L’ensemble de ces expériences de discriminations apparaît à ce stade comme une métasituation, c’est-à-dire une situation qui affecte l’ensemble du vécu et du parcours biographique de la personne ayant une incapacité. Il s’agit en effet d’une situation, ou plus justement de plusieurs situations qui se répètent au cours de l’histoire d’une personne, où sont réunis un ensemble de facteurs liés les uns aux autres. De nature psychosociale et psychoaffective, ces facteurs se conjuguent de manière à ce que la personne franchisse les barrières de son handicap et le dépasse, ou au contraire, de façon à ce que la personne reste prisonnière d’une réalité faite de contradictions et de discriminations. L’accès au travail, et les barrières qui peuvent s’y opposer pour une personne ayant une incapacité n’échappent pas à cette observation. L’inclusion ou l’exclusion du travail, et la reconnaissance sociale qui s’y rattache, s’inscrivent dans la trajectoire biographique de la personne. Elles le font en résonnance avec d’autres événements ou expériences précédentes d’exclusion et de mise à l’écart.
Conséquences pour l’intervention sociale
Une intervention sociale en faveur de la personne ayant une incapacité pour son accès, ou son maintien au travail ne peut pas faire l’économie de l’ensemble des expériences de discrimination qui jalonne le parcours biographique de cette personne. La question face à laquelle se trouve alors l’intervention sociale est la suivante : comment donner sens, en relation avec la problématique du travail, à l’articulation des composantes personnelles et familiales d’un côté et des composantes professionnelles de l’autre côté qui sont liées à l’expérience d’exclusion du travail dans le cas d’une personne ayant une incapacité?

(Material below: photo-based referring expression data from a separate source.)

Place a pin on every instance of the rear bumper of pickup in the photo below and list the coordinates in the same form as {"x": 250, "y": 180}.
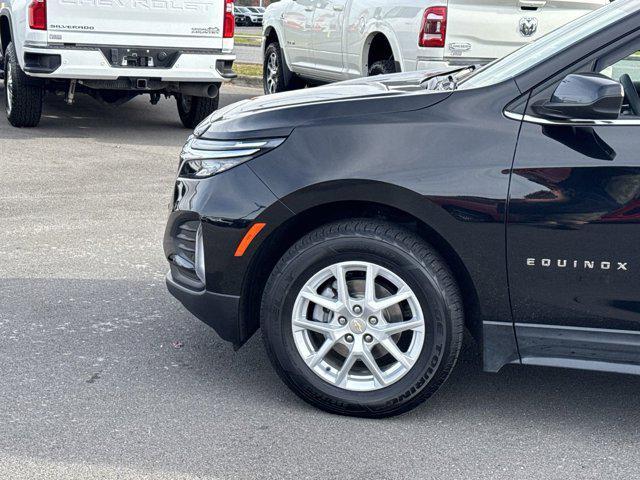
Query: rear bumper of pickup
{"x": 89, "y": 62}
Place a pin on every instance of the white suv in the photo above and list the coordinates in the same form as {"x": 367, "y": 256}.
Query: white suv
{"x": 115, "y": 50}
{"x": 308, "y": 41}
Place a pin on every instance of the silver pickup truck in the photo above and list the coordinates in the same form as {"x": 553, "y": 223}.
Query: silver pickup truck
{"x": 319, "y": 41}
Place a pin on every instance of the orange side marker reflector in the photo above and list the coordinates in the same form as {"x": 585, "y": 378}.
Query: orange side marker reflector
{"x": 253, "y": 232}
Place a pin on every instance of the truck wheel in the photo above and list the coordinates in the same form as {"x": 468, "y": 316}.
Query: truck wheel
{"x": 23, "y": 95}
{"x": 382, "y": 67}
{"x": 274, "y": 77}
{"x": 362, "y": 318}
{"x": 193, "y": 110}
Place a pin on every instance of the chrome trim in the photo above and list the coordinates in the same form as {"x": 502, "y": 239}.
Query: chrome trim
{"x": 571, "y": 122}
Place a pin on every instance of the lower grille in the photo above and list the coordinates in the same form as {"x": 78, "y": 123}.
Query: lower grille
{"x": 183, "y": 258}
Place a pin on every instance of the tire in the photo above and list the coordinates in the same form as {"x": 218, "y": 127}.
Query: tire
{"x": 193, "y": 110}
{"x": 23, "y": 95}
{"x": 395, "y": 253}
{"x": 275, "y": 77}
{"x": 382, "y": 67}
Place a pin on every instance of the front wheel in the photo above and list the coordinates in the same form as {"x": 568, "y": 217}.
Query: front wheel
{"x": 23, "y": 95}
{"x": 362, "y": 318}
{"x": 382, "y": 67}
{"x": 276, "y": 77}
{"x": 193, "y": 110}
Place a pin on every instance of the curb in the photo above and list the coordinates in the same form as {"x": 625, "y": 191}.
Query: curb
{"x": 247, "y": 81}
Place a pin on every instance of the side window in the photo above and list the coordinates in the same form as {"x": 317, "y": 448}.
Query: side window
{"x": 556, "y": 101}
{"x": 629, "y": 65}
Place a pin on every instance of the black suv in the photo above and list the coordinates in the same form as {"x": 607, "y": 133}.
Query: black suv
{"x": 364, "y": 225}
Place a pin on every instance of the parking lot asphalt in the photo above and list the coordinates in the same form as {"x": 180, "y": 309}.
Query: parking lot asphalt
{"x": 104, "y": 375}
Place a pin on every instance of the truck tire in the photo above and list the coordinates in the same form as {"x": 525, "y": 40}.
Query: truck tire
{"x": 23, "y": 95}
{"x": 276, "y": 77}
{"x": 193, "y": 110}
{"x": 372, "y": 298}
{"x": 382, "y": 67}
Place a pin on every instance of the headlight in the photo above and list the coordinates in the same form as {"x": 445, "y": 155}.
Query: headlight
{"x": 204, "y": 158}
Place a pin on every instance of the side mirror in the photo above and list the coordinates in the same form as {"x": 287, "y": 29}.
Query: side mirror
{"x": 584, "y": 97}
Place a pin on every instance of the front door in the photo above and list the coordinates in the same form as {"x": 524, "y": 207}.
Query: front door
{"x": 574, "y": 234}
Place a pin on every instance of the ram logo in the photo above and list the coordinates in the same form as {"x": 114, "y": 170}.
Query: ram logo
{"x": 528, "y": 26}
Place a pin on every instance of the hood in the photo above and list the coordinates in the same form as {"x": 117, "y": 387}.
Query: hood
{"x": 282, "y": 112}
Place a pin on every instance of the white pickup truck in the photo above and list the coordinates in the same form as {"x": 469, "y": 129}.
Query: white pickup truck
{"x": 115, "y": 50}
{"x": 318, "y": 41}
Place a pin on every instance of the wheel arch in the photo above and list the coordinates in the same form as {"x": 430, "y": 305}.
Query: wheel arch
{"x": 6, "y": 34}
{"x": 374, "y": 49}
{"x": 270, "y": 35}
{"x": 311, "y": 218}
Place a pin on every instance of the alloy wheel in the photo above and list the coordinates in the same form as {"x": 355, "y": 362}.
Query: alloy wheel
{"x": 358, "y": 326}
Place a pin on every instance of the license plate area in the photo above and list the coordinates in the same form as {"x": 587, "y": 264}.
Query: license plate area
{"x": 123, "y": 57}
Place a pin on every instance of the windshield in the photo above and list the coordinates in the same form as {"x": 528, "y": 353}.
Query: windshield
{"x": 534, "y": 53}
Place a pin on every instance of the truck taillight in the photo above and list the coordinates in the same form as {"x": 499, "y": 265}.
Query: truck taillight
{"x": 434, "y": 27}
{"x": 38, "y": 15}
{"x": 229, "y": 20}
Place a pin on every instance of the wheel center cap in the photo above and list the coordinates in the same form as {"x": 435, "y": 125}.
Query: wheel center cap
{"x": 358, "y": 326}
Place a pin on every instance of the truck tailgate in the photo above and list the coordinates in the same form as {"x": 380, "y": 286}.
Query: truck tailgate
{"x": 180, "y": 24}
{"x": 493, "y": 28}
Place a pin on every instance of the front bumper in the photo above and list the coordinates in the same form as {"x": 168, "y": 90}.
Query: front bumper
{"x": 220, "y": 312}
{"x": 222, "y": 208}
{"x": 90, "y": 63}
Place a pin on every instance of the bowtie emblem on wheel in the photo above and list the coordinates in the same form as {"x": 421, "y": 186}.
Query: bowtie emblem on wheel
{"x": 528, "y": 26}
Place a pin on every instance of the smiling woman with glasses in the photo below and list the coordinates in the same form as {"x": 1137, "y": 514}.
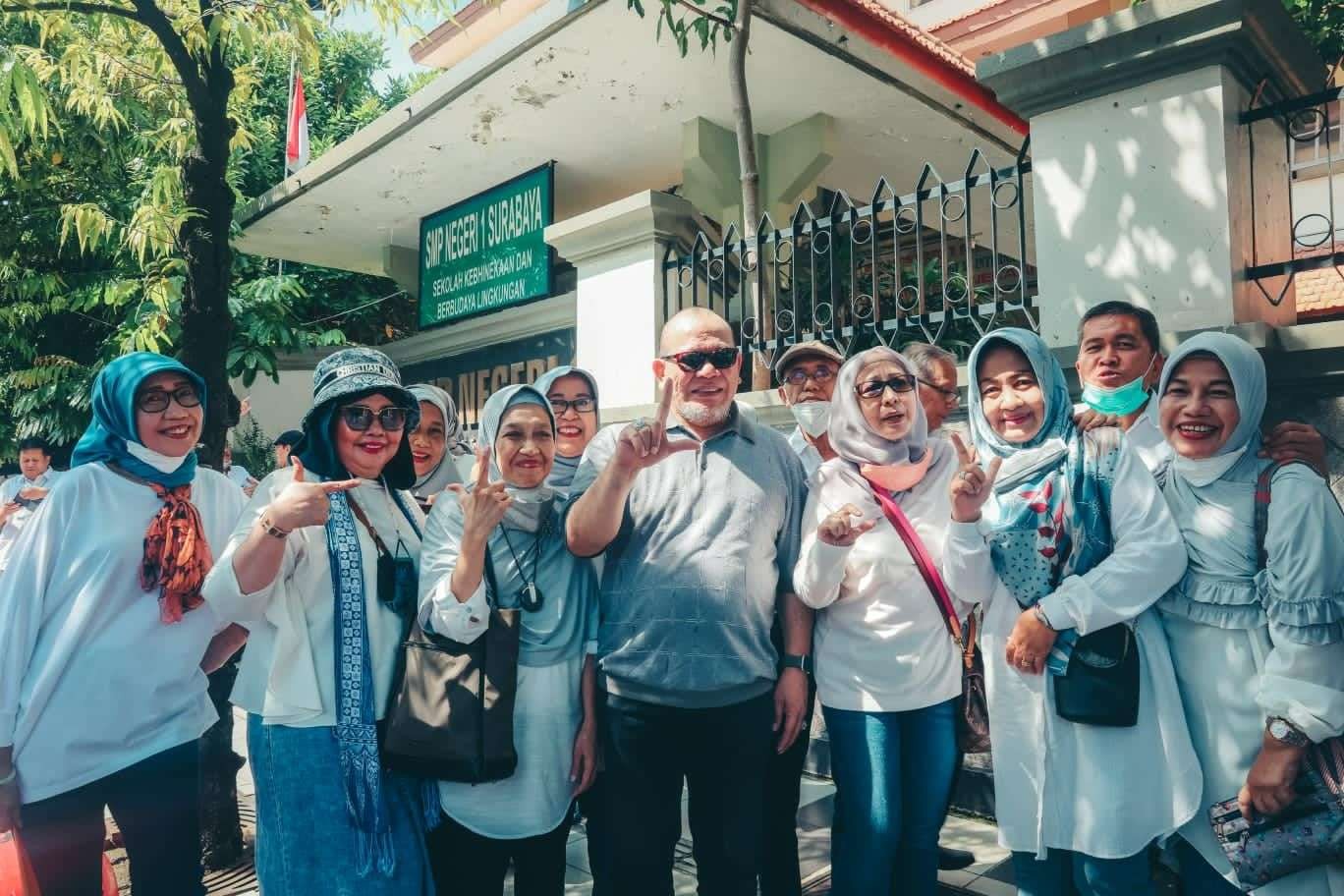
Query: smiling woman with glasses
{"x": 323, "y": 564}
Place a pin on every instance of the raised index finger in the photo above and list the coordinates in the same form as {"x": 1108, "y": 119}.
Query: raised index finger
{"x": 963, "y": 456}
{"x": 664, "y": 403}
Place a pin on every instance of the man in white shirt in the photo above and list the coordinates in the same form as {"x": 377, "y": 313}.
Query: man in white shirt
{"x": 1120, "y": 363}
{"x": 21, "y": 494}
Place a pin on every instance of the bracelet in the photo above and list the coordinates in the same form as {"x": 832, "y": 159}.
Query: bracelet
{"x": 272, "y": 530}
{"x": 1040, "y": 617}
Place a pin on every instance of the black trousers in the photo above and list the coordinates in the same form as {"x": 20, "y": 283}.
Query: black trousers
{"x": 157, "y": 808}
{"x": 780, "y": 872}
{"x": 722, "y": 756}
{"x": 468, "y": 864}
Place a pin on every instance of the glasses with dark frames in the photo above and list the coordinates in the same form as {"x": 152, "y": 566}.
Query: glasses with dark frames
{"x": 873, "y": 388}
{"x": 361, "y": 417}
{"x": 156, "y": 401}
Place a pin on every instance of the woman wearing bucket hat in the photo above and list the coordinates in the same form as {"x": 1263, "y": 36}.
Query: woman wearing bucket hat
{"x": 321, "y": 570}
{"x": 104, "y": 635}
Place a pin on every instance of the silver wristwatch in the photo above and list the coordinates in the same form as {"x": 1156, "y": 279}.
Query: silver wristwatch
{"x": 1285, "y": 732}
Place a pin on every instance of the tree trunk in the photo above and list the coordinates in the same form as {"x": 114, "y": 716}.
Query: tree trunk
{"x": 205, "y": 333}
{"x": 751, "y": 176}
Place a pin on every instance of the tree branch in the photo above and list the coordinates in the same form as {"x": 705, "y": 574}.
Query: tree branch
{"x": 705, "y": 14}
{"x": 87, "y": 8}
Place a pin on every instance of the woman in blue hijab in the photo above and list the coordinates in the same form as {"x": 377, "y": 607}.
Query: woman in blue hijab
{"x": 1257, "y": 639}
{"x": 1063, "y": 534}
{"x": 104, "y": 636}
{"x": 511, "y": 519}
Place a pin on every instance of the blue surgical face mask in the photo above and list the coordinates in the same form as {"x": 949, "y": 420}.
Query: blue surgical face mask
{"x": 1120, "y": 401}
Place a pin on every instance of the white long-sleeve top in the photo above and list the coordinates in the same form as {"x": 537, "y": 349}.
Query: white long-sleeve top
{"x": 1101, "y": 792}
{"x": 880, "y": 643}
{"x": 91, "y": 680}
{"x": 288, "y": 673}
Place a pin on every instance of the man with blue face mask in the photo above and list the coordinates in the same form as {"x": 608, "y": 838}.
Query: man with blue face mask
{"x": 1120, "y": 364}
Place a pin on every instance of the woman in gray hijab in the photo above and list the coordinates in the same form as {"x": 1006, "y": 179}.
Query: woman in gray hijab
{"x": 510, "y": 518}
{"x": 887, "y": 673}
{"x": 1257, "y": 643}
{"x": 434, "y": 442}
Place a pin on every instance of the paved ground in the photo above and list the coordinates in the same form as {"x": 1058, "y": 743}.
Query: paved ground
{"x": 988, "y": 877}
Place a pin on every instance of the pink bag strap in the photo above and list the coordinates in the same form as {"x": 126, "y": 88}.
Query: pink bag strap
{"x": 923, "y": 560}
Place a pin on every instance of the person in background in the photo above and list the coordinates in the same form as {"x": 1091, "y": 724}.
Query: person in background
{"x": 1259, "y": 644}
{"x": 238, "y": 475}
{"x": 1061, "y": 534}
{"x": 1120, "y": 363}
{"x": 285, "y": 443}
{"x": 700, "y": 520}
{"x": 105, "y": 641}
{"x": 511, "y": 519}
{"x": 433, "y": 443}
{"x": 887, "y": 673}
{"x": 573, "y": 395}
{"x": 937, "y": 382}
{"x": 807, "y": 376}
{"x": 302, "y": 571}
{"x": 21, "y": 494}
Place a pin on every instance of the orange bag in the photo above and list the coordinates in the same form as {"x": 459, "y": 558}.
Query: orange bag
{"x": 17, "y": 877}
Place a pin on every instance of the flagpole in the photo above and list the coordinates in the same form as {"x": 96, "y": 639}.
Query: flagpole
{"x": 284, "y": 145}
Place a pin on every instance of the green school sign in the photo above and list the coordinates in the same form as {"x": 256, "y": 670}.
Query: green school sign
{"x": 488, "y": 252}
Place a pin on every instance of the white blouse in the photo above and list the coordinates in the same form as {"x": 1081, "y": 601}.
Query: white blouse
{"x": 91, "y": 680}
{"x": 880, "y": 643}
{"x": 288, "y": 673}
{"x": 1101, "y": 792}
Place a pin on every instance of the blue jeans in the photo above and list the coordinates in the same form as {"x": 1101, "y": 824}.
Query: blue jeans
{"x": 1063, "y": 873}
{"x": 893, "y": 772}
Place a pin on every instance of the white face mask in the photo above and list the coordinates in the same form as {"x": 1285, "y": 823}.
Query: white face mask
{"x": 813, "y": 417}
{"x": 160, "y": 463}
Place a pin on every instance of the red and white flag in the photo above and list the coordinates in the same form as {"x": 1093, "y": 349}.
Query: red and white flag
{"x": 296, "y": 135}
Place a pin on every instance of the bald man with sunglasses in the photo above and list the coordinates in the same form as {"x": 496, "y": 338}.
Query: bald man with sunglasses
{"x": 698, "y": 512}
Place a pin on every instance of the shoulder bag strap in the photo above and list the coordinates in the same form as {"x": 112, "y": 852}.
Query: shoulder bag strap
{"x": 924, "y": 562}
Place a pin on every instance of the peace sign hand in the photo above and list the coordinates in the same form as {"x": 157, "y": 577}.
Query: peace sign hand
{"x": 485, "y": 504}
{"x": 971, "y": 486}
{"x": 839, "y": 531}
{"x": 644, "y": 442}
{"x": 303, "y": 503}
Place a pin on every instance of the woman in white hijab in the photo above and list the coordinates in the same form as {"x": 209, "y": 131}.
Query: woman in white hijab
{"x": 887, "y": 673}
{"x": 1259, "y": 644}
{"x": 434, "y": 442}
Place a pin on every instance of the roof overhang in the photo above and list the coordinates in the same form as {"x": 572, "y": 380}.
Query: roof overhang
{"x": 588, "y": 86}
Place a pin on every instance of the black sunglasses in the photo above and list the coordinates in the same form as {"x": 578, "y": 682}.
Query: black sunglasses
{"x": 873, "y": 388}
{"x": 952, "y": 397}
{"x": 156, "y": 401}
{"x": 359, "y": 417}
{"x": 581, "y": 406}
{"x": 695, "y": 359}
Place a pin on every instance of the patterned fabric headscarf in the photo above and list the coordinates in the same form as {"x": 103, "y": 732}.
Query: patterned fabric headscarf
{"x": 176, "y": 555}
{"x": 1052, "y": 516}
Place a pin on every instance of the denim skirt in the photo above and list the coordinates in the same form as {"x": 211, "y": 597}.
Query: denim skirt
{"x": 306, "y": 837}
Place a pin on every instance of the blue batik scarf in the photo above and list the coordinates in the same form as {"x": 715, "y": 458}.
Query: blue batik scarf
{"x": 357, "y": 726}
{"x": 1052, "y": 492}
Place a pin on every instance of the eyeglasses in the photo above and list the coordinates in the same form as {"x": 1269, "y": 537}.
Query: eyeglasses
{"x": 873, "y": 388}
{"x": 950, "y": 397}
{"x": 361, "y": 417}
{"x": 156, "y": 401}
{"x": 797, "y": 376}
{"x": 580, "y": 405}
{"x": 695, "y": 359}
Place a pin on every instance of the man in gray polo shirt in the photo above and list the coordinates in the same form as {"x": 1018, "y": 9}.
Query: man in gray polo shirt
{"x": 700, "y": 513}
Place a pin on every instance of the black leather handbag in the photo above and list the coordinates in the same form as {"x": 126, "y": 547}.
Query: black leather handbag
{"x": 1101, "y": 687}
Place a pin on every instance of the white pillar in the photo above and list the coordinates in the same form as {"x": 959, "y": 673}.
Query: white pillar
{"x": 618, "y": 252}
{"x": 1140, "y": 167}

Une telle recherche de sens ne saurait connaître le succès si elle n’est pas conduite de pair avec la promotion, à l’échelle de l’ensemble des secteurs de la société, d’une politique d’égalité des chances et de non-exclusion. Cette politique passe non seulement par des campagnes d’information et de sensibilisation, mais aussi par le renforcement des mesures de discrimination positive, laquelle viendrait alors en contrepoids de la discrimination négative subie sur le marché du travail par les personnes ayant une incapacité. Parmi ces mesures, il faut continuer de compter les aides et primes à l’emploi qui sont l’expression légale d’une discrimination positive tout en en corrigeant certains effets pervers. C’est dans l’esprit de soutien à cette politique de discrimination positive que s’inscrit la position exprimée par l’historien et anthropologue Henri-Jacques Stiker lorsqu’il écrit :
Nous voulions pour terminer dire que la discrimination positive, au moins sous la forme de dispositions particulières pour les personnes handicapées et pour l’emploi, atteste une réelle efficacité. Ce qui veut dire tout simplement que la non-discrimination, principe fondateur et horizon indispensable, peut avoir besoin, pour se réaliser, des chemins de la compensation et des mesures de rétablissement d’une égalité citoyenne.
2006, p. 41
Finalement, il va sans dire que le rétablissement d’une telle égalité citoyenne reste conditionné au changement de regard de la société globale sur le handicap et sur les personnes ayant une incapacité et qui sont régulièrement mises, par l’effet de ce regard, en situations de handicap.
À ce changement de regard, le service social se doit d’apporter immanquablement sa propre contribution!